Thursday, June 17, 2021

0 is a Set, Not a Number

My calculator holds 12 digits. In other words, 1 + 10^-13 -1 = 0. In other words, in the context of 1, 10^-13 = 0. Or rather, 10^-13∈ [0]. My calculator also has a limit at 10^-99, meaning x <= 0.9*10^-99 = 0.

You are a finite being and no matter what calculation you do there's a finite accuracy to it. Anything below that accuracy ∈[0]. In other words x/[∞]∈[0]  Mathies are wrong again, it is exactly the case that 1/∞ = 0, except that ∞ and 0 are sets, not numbers. [0] is just [∞] viewed upside-down. Or, equivalently, [∞] is just a way of looking at [0]. When you define a [∞], you also unavoidably define a [0] relative to any member of [∞], and vice-versa.

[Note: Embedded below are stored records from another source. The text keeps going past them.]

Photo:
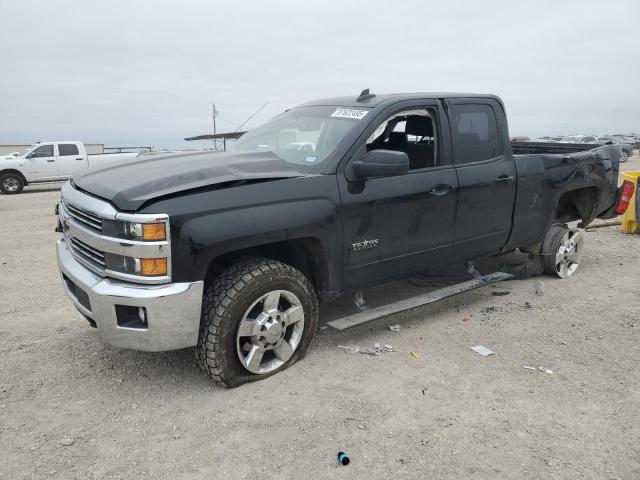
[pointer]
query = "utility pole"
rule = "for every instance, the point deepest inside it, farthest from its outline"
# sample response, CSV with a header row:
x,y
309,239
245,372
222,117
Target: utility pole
x,y
214,113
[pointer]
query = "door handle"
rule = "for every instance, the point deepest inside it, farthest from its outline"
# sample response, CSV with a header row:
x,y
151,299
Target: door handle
x,y
504,178
442,189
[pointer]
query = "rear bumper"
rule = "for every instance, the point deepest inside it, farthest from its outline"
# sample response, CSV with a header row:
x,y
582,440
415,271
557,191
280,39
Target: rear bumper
x,y
171,312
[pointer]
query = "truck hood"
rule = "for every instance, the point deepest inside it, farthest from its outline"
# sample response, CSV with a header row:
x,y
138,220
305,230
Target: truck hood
x,y
131,183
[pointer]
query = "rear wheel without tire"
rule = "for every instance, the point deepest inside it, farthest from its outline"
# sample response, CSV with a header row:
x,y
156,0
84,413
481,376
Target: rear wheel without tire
x,y
11,183
258,318
562,251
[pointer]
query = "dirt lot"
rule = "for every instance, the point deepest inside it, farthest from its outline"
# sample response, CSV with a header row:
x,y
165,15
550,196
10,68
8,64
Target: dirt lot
x,y
70,407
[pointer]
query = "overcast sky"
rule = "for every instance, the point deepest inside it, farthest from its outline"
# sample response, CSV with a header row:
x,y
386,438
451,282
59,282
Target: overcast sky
x,y
145,72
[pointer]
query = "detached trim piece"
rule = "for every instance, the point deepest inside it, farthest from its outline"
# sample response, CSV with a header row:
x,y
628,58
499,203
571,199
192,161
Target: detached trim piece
x,y
361,318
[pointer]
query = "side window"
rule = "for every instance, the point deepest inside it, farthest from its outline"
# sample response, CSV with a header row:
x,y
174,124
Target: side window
x,y
410,131
43,151
475,133
66,149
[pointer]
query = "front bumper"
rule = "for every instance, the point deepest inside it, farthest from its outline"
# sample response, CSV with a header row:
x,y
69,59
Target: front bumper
x,y
171,312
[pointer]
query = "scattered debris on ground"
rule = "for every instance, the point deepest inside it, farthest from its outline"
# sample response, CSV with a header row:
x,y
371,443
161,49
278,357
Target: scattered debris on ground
x,y
484,351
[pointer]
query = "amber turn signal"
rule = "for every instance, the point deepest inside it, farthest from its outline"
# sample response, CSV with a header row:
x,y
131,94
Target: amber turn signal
x,y
153,267
154,231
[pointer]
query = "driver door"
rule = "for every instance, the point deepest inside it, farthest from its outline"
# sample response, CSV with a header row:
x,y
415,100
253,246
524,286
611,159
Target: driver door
x,y
396,226
41,164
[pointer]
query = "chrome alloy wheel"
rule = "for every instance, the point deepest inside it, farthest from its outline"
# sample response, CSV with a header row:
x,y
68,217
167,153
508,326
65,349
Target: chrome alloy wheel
x,y
270,331
569,253
11,184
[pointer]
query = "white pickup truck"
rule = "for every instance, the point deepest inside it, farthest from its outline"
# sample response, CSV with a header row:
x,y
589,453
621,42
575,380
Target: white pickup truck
x,y
49,162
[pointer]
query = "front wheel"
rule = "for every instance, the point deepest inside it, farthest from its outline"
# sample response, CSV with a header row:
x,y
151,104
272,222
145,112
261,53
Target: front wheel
x,y
11,183
258,318
562,251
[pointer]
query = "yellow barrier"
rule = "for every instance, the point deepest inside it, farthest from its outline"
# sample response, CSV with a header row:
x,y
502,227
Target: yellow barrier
x,y
630,222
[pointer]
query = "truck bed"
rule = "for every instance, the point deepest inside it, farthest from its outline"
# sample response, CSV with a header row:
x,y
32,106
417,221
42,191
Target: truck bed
x,y
524,148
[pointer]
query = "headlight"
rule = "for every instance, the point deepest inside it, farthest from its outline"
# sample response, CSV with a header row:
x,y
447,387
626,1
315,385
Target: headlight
x,y
147,232
147,267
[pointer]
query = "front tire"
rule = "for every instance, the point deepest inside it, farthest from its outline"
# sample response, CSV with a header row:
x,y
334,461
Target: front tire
x,y
562,250
258,318
11,183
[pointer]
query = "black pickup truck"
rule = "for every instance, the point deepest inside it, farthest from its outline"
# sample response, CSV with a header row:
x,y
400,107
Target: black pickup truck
x,y
231,253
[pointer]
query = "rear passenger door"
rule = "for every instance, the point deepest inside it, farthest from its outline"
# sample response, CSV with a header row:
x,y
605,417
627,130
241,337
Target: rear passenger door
x,y
69,159
486,176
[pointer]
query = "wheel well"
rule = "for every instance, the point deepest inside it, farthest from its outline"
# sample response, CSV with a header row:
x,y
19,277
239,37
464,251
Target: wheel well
x,y
305,254
577,204
9,170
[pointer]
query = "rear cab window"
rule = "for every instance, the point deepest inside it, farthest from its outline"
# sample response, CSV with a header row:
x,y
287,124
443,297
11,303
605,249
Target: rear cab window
x,y
475,133
67,149
412,131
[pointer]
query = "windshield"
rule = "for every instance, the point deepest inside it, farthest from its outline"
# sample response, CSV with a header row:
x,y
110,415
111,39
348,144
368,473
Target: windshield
x,y
305,135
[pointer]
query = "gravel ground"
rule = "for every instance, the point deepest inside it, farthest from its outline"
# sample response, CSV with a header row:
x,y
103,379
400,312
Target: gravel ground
x,y
73,408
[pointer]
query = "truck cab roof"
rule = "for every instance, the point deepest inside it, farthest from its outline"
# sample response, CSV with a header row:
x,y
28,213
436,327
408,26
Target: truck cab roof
x,y
385,99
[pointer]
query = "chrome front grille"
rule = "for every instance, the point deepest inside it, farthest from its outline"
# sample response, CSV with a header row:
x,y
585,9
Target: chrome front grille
x,y
84,221
88,253
83,216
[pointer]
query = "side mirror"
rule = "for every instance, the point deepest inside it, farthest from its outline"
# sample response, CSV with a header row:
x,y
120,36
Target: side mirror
x,y
381,163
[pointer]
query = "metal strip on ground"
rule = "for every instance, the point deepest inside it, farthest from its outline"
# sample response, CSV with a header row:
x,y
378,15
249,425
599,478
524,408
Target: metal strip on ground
x,y
372,314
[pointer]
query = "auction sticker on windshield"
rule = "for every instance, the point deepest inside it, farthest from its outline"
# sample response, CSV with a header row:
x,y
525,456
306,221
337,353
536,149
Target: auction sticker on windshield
x,y
349,113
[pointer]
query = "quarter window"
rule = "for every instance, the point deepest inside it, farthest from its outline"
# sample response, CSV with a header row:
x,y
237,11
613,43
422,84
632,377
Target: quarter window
x,y
67,149
475,133
43,151
410,131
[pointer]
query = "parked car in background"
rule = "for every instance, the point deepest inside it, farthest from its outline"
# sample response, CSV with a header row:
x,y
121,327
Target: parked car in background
x,y
579,138
49,162
627,150
629,139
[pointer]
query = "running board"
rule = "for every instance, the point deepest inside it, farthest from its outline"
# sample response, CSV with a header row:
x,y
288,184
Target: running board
x,y
360,318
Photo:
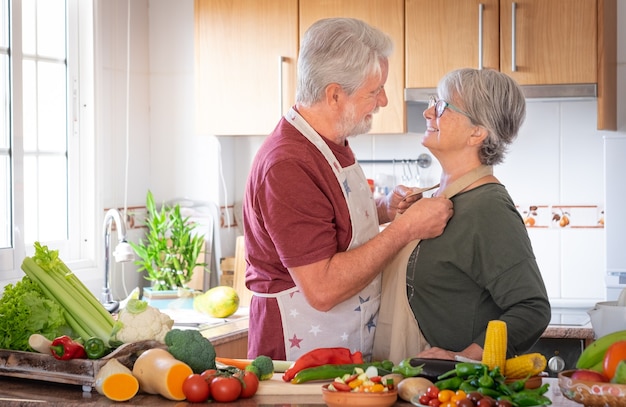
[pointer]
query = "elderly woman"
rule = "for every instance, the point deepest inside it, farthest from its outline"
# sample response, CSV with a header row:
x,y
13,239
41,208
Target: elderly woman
x,y
482,267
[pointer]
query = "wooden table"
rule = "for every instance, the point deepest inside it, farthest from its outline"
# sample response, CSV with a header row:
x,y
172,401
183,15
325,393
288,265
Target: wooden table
x,y
22,392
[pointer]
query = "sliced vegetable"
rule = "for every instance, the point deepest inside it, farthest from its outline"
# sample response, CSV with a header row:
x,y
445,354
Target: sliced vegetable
x,y
406,369
158,372
530,364
40,343
280,366
83,312
327,372
116,381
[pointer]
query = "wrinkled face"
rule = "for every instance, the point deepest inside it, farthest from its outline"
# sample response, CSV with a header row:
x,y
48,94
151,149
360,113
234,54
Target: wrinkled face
x,y
448,133
358,111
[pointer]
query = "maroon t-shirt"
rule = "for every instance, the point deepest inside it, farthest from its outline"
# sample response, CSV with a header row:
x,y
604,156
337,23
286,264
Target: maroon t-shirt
x,y
294,214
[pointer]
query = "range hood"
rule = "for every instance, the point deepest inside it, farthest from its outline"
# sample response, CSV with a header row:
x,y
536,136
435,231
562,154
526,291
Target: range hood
x,y
540,92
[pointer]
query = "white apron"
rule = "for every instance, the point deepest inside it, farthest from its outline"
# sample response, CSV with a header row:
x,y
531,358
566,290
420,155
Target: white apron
x,y
352,323
398,335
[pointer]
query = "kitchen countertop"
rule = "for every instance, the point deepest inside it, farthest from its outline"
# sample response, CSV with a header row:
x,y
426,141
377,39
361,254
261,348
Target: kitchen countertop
x,y
20,392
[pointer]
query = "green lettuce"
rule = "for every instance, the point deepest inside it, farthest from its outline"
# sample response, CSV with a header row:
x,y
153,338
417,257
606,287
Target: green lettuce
x,y
25,310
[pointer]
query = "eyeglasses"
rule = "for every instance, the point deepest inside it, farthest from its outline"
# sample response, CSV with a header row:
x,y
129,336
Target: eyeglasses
x,y
441,105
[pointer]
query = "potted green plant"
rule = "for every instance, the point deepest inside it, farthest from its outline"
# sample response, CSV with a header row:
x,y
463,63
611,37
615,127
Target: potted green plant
x,y
170,250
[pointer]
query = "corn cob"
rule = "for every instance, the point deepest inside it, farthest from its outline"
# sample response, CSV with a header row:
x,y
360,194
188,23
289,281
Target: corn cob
x,y
494,351
594,353
530,364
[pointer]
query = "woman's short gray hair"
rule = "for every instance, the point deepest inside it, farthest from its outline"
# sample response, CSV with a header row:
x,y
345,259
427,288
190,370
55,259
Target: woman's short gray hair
x,y
492,100
345,51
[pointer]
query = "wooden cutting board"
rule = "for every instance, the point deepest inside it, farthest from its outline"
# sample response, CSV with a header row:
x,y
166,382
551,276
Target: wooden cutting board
x,y
276,386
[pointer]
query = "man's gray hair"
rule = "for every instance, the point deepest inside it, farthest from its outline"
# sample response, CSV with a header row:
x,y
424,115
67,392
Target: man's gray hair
x,y
345,51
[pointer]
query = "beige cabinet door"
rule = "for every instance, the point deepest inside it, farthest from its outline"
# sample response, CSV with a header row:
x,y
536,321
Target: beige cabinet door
x,y
245,64
549,42
451,34
388,16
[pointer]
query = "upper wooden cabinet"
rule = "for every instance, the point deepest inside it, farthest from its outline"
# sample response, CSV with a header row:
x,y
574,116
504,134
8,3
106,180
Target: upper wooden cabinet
x,y
537,42
245,64
388,16
246,54
446,35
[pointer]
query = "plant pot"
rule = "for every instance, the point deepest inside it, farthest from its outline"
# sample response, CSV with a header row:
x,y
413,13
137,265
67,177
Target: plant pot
x,y
169,299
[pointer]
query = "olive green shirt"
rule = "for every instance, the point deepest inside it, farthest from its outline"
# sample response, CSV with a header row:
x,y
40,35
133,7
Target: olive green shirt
x,y
481,268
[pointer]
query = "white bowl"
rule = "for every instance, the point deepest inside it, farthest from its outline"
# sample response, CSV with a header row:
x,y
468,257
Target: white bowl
x,y
607,317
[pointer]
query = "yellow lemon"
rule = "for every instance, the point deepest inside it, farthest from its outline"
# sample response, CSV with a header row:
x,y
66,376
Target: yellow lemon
x,y
219,302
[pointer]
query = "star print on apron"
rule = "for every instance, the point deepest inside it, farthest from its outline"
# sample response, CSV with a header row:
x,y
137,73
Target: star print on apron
x,y
352,323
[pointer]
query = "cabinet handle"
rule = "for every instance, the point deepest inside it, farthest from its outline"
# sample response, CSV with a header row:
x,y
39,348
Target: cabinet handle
x,y
513,64
480,35
281,59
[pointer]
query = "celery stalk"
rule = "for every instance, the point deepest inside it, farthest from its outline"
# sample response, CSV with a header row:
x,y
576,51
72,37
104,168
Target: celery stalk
x,y
76,327
69,299
84,312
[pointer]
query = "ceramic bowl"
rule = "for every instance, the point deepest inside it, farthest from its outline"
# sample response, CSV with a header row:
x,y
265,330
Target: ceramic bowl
x,y
592,394
348,398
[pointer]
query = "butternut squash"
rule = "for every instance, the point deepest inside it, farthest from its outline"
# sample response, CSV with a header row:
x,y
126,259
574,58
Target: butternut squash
x,y
158,372
116,381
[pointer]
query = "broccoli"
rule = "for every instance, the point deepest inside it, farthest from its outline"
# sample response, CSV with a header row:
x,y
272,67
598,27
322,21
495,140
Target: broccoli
x,y
263,367
190,347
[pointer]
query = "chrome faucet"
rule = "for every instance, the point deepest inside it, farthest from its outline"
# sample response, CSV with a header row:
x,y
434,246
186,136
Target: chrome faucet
x,y
123,253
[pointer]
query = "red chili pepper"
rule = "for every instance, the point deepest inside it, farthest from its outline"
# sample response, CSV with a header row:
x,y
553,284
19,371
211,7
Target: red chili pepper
x,y
323,356
65,348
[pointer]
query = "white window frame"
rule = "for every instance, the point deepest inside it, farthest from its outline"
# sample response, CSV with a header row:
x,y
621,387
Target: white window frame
x,y
78,251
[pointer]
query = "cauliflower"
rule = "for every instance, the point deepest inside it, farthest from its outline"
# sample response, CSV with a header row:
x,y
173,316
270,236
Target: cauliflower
x,y
138,321
190,347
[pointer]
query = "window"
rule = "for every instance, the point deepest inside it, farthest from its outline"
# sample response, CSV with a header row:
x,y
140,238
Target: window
x,y
46,127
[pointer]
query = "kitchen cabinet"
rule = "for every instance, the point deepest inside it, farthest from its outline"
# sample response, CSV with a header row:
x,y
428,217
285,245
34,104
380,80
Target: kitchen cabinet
x,y
537,42
245,64
246,54
388,16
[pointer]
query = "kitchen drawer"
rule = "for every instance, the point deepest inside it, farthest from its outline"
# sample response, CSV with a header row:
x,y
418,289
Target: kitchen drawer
x,y
561,353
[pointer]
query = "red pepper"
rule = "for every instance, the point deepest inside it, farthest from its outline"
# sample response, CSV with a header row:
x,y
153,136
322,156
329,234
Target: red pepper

E.g. for my calculator and x <= 0.1, 10^99 ∈ [∞]. Asking it 0.1/10^99 gives the answer 0. Sure I can handle way more nines than that, 10^9999999999999999999999, but eventually I get bored of writing nines and we've found [∞] in the context of me.

If that's not general enough for you, then generalize it yourself. 


2 comments:

  1. So if 1/∞ = 0, then 1/0 = ∞?

    ReplyDelete
  2. 1 / a member of [0] is a member of [∞], yeah.
    E.g. for my calculator, 1 / 10^-100 = 10^100, which it also can't work with.